Your wife is a cheat.She can apologize until the cows come home but she is still a cheater and you will never completely trust her again.


----------



## manfromlamancha (Jul 4, 2013)

In your opinion (and this is difficult - you have to be honest with yourself), is your wife sexually attracted to you ? Is the sex good ?

Was it good in the past ? You have to have this before she can "get it back" for you.

Then there is what the others are saying - can you handle the fact that she slept, was intimate, kissed, made love to another man when it should have been you and at a time when you needed her as much as she needed you (you shouldnt forget this)? I understand that it was a difficult time to her but is she going to do this in future when times get tough ? Especially if she faced no consequences the first time round ?

Also what would life be like for you without her around ? Its too early but you need to experience the hell you are about to go through to be able to answer this particular question properly.

See if you can cope. Get more from her on why she didnt come to you but succumbed to this man. She needs to give you the whole truth - what exactly happened, who pursued whom, how many times really (why only twice - because of opportunity or is this the truth that it was twice etc), what they did (especially if they did things she didnt do with you), where they did this (hopefully not in your house, car, marital bed, with the kids nearby etc), who else knew about this, did the OM have a girlfriend at the time, did they exchange I love you's, does she still have feelings for him, why did it end, who ended it really etc. You need to find out a lot more before this can be resolved. And you are going to need a hell of a lot of strength. See if you can get all of the above info asap and ask her to avoid trickle truthing. The chances are that you will not be able to get the truth on all of this or at least trust that you have the truth. Good luck and stay strong.


----------



## citygirl4344 (Mar 4, 2016)

You can’t make any decisions now...you have to take some time and filter out your feelings. If you in the end, decide you want to try to save the marriage you need to find a good marriage counselor. This will take work from both sides and if you don’t both 100% commit to the process then there is no point.
Your marriage is forever changed, it will never go back to what it once was and your opinion and feelings towards your wife are forever changed too.
There are many people who have had super successful reconciliations...I myself decided to stay after my husband cheated because it made the most sense at the time. I had an infant and a toddler and things were rough. I chose that but we have never been the same and it takes work. Every day you have to put the work in.
I can tell you that if it had happened for the first time now, now that my children are a bit older I think I would be much more happier if we split.

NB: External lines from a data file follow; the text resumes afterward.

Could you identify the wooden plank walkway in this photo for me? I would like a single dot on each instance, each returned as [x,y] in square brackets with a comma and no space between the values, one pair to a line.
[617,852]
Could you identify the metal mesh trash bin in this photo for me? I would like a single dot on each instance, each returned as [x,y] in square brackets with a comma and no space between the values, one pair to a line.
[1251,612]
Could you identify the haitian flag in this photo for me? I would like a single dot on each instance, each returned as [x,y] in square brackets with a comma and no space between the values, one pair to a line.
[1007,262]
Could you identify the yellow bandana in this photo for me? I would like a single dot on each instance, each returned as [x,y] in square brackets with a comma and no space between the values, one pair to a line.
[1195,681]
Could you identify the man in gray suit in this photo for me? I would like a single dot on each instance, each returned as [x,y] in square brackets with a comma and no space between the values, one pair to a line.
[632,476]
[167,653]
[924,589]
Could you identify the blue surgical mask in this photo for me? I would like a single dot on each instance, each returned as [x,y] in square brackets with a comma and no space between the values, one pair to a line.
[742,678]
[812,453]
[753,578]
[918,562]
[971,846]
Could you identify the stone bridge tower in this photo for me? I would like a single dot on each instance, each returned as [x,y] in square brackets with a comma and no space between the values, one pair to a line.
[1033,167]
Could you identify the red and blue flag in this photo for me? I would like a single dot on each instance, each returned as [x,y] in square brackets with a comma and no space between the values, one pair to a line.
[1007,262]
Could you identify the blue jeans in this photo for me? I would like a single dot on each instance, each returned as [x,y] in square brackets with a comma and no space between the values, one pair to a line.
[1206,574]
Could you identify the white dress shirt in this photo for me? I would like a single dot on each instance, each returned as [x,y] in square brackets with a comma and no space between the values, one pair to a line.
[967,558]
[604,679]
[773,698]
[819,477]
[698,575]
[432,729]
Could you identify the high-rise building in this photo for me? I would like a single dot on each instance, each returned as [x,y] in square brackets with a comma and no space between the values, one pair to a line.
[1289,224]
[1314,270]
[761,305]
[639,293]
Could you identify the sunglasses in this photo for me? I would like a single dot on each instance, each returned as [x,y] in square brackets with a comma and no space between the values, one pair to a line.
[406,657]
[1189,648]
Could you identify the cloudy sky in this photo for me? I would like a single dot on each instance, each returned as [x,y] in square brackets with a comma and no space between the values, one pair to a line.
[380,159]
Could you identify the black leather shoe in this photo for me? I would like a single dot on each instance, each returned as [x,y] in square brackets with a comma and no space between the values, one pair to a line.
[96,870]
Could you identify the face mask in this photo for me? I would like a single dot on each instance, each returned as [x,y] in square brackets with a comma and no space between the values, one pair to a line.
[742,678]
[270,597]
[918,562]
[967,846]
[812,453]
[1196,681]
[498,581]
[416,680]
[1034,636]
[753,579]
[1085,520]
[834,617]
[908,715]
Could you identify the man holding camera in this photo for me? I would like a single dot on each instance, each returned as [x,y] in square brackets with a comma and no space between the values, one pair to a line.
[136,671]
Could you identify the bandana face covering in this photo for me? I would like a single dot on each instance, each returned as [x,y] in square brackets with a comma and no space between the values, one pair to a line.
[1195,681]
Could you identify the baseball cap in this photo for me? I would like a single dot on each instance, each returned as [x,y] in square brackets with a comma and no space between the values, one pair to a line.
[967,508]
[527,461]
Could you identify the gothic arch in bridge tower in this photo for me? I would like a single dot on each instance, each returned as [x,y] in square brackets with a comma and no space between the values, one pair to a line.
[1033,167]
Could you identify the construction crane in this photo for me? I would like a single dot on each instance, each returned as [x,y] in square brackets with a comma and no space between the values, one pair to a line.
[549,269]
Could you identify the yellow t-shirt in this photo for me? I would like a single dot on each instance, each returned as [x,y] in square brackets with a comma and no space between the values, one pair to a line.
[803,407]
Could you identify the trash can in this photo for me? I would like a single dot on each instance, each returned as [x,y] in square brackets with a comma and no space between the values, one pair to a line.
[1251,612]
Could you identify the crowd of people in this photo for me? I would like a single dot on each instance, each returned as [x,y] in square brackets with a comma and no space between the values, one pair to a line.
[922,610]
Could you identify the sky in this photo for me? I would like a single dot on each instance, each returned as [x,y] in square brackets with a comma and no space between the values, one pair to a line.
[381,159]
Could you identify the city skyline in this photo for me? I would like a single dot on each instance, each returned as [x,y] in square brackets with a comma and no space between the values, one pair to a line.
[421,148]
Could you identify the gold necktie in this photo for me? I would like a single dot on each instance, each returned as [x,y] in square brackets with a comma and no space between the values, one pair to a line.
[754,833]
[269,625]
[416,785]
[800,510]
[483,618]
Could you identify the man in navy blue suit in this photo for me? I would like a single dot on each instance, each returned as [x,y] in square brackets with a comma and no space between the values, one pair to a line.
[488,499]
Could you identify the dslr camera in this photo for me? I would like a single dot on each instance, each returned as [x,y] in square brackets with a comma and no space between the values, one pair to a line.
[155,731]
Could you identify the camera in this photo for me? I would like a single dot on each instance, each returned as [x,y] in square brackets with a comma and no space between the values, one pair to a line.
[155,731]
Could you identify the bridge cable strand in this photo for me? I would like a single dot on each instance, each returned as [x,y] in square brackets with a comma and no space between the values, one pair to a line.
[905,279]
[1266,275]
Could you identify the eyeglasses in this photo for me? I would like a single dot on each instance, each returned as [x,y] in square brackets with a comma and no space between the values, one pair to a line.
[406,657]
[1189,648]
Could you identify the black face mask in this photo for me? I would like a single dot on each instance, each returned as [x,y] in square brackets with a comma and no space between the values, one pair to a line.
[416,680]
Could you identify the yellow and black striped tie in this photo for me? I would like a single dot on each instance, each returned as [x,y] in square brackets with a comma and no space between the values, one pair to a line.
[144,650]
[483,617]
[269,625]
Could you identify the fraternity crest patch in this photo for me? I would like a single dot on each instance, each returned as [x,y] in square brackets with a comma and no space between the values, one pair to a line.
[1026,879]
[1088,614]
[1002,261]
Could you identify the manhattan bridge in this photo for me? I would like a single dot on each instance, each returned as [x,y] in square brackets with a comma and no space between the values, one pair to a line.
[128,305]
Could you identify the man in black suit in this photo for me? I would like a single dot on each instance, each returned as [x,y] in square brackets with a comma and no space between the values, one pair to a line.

You need to decide how you want to live and if you can be happy staying.



Sent from my iPhone using Tapatalk


----------



## aine (Feb 15, 2014)

Your wife cheated that is totally on her 100%. However, not being there hardly at all during a terrible crisis for a prolonged period of time is sure to cause problems in the marriage. A man's role is to lead his family and be there when they need him, you weren't.

Marriage counselling would help to work through the resentments and fears. You have to build a new marriage if you are going to stay together, the old one is dead or dying.

(BTW where is the "she doesn't have sex with him' brigade, therefore he cheated," Not a peep? He wasn't there to support emotionally or physically, so she cheated.)


----------



## ConanHub (Aug 9, 2013)

I would probably dump her myself.

You sacrificed heavily to save your daughter.

You sacrificed far more than your wife.

You sacrificed time with everyone to make the money necessary to support your family and save your daughter while she got the comfort of being around her children and getting to care directly for her sick child.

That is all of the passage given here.